Cordeiro is happy that Smart is getting to finish her university career in the right way.

"She's just too talented an individual and too much of a team player to want to see her career end that way," he said. "She decided to come back, which we're forever grateful for. She's been a 90-minute staple at holding mid – the Smarty of old, if you will, because she missed a couple of years due to injuries."

Kristyn Smart decided to return for one final season in 2019 and it has been rewarding (Chris Piggott photo).

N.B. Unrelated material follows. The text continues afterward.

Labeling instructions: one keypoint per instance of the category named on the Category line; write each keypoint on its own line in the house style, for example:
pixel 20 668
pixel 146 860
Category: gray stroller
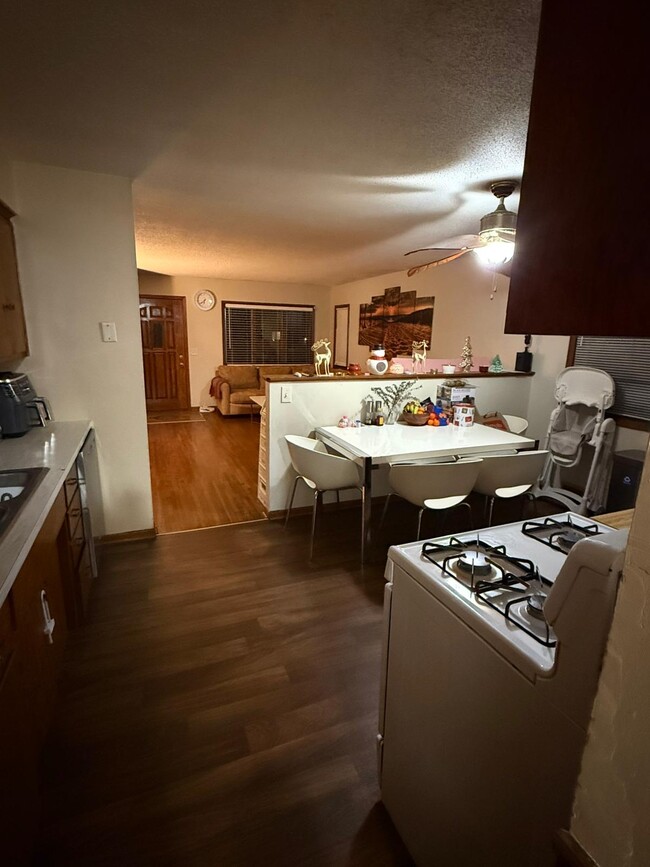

Burns, Erickson, Riddle, Choucair and Smart have defined what it means to be a Griffins women's soccer player.

"They're what we're about: excellence in the classroom, excellence in the community," said Cordeiro. "These five individuals have meant so much to this program. The growth and where we are today is hugely because of these girls and the impact they've had with the program and the legacy they'll leave.

"It's the reason year-in and year-out, the majority of the kids who play in environments that these girls have also been involved in want to follow suit and be a Griffin because they saw the success these players have and want to be a part of it."